Alexander Hamilton - bust x by Marion Doss is licensed under CC BY-SA 2.0.
A. Hamilton and his wife Elizabeth Schuyler had eight children, including their daughter Eliza. Eliza married a Jewish physician and converted to Judaism. Because Hamilton was killed by Aaron Burr when Eliza was only four years old, he was not around to see his daughter grow up; however, Hamilton’s wife Elizabeth attended Eliza’s wedding and later attended the bar mitzvah of Eliza’s son Alexander, at Congregation Shearith Israel on Manhattan’s Upper West Side.
B. While little is known about Hamilton’s mother, she was known to be of French Hugenot and British ancestry. There is some evidence that she was the illegitimate daughter of a member of the Rothschild banking family.

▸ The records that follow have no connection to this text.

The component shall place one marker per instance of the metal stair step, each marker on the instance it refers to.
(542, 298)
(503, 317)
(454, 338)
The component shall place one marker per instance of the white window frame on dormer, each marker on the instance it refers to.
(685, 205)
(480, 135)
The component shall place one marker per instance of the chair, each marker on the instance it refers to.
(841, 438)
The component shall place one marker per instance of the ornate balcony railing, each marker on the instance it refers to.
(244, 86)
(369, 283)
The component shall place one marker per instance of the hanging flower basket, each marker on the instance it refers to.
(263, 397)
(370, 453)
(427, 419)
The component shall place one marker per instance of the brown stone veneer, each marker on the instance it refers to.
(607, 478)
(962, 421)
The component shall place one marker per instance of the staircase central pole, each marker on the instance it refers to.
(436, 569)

While this has not been proven, one piece of evidence for this story is that when Hamilton founded the Bank of New York, among the original members of the bank’s board of governors was Jakob Mayer Rothschild, who was part of the French branch of the family and was one of the two Jewish financiers (the other being Haym Solomon) of the American Revolution.
C. Because Hamilton’s mother had never divorced her first husband, Alexander was considered illegitimate in the eyes of the Anglican church. As a result, he was not allowed to attend the local Anglican school, but instead attended a Jewish Day School where he learned to recite the Ten Commandments in Hebrew.
D. Charlestown, where Hamilton grew up on the island of Nevis, had a large Jewish population as a result of immigration from Spain and Portugal at the time of the Inquisition. Hamilton’s best friend growing up was a Jewish boy named Moises de Leon. Hamilton later wrote that he first learned about what freedom meant by going to a Passover seder at his friend Moises’ house, and this influenced his views on liberty and religious freedom in the newly independent United States.
E. A number of Jewish newspapers published under Orthodox or Chassidic auspices, such as Hamodia and Di Tzeitung, do not print pictures of women, believing that this violates the custom of tznius, or modesty, and would be offensive to readers. Some papers have even removed women from photographs that they published (for example when Secretary of State Hillary Clinton was airbrushed out of the iconic picture at the White House Situation Room as she and others watched the raid on Osama bin Laden’s compound by Navy Seals). In a similar vein, one Jewish newspaper covered last week’s incident in which Mike Pence attended the Hamilton performance and was addressed by the cast, but rather than print the name of the show, they referred to the show as “Beefilton.” Editors explained that using the actual name of the show would violate the laws of kashruth and would be offensive to readers.